One day later, USCIS spokesperson Zach Kahler said the agency had imposed tighter screening measures. “USCIS has implemented new security checks to strengthen the vetting and screening of applicants through expanded access to federal criminal databases. Any delay in decision issuance should be brief and resolved shortly. USCIS will always prioritize the safety of the American people.”
Kobick’s ruling cut against that position. She found the policies likely conflicted with the Immigration and Nationality Act’s bar on nationality-based discrimination, a conclusion that reaches beyond a dispute over processing delays and strikes at the legal basis for how the agency handled cases from the listed countries.
The affected countries included Iran, Haiti, Venezuela, Syria and Afghanistan, along with other nations covered by Proclamation 10998. In practice, the challenged USCIS policies touched applications for green cards, work permits, naturalization and related benefits filed by people already living in the country.
A separate federal order had already narrowed the government’s room to apply the freeze. Judge George L. Russell III in Maryland ordered processing for 83 additional plaintiffs on April 27, 2026, leaving two court rulings in the same week curbing enforcement of the administration’s approach.
Advocacy group Project Press Unpause estimated that more than two million applications were frozen under the policies. During that same period, USCIS collected more than $1 billion in filing fees, adding a financial dimension to complaints that the government had stopped adjudicating cases while still taking in payments.
The freeze reached far beyond paperwork.
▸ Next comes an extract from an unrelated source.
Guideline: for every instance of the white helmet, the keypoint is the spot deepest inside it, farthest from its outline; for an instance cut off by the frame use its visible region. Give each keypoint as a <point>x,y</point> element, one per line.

Many applicants, including doctors, engineers and scientists, lost the legal right to work when employment authorization document renewals stopped moving, while others said delays cut off healthcare access and prevented apartment lease renewals because they lacked updated proof of status.
Families also faced longer separations as naturalization and green card cases stalled, and some could not travel abroad because their applications remained unresolved. Those effects helped shape the court’s decision to grant immediate relief to the 22 plaintiffs, even as the broader impact of the order remains under discussion.
Federal agencies had not issued a formal Department of Homeland Security press statement responding to the ruling, but the policy framework remains visible in public government records, including the USCIS memorandum issued on January 1, 2026, the agency’s [alerts and updates page](, and DHS’s [fact sheet on Presidential Proclamation 10998](.
The Boston order now stands as the first ruling to address, in one case, both the “significant negative factor” rule and the broader halt on adjudications tied to the travel ban. For now, enforcement is blocked for 22 plaintiffs in Kobick’s case and 83 additional plaintiffs covered by the Maryland order, while the administration’s effort to tie immigration benefits to nationality faces two federal court setbacks in the same week.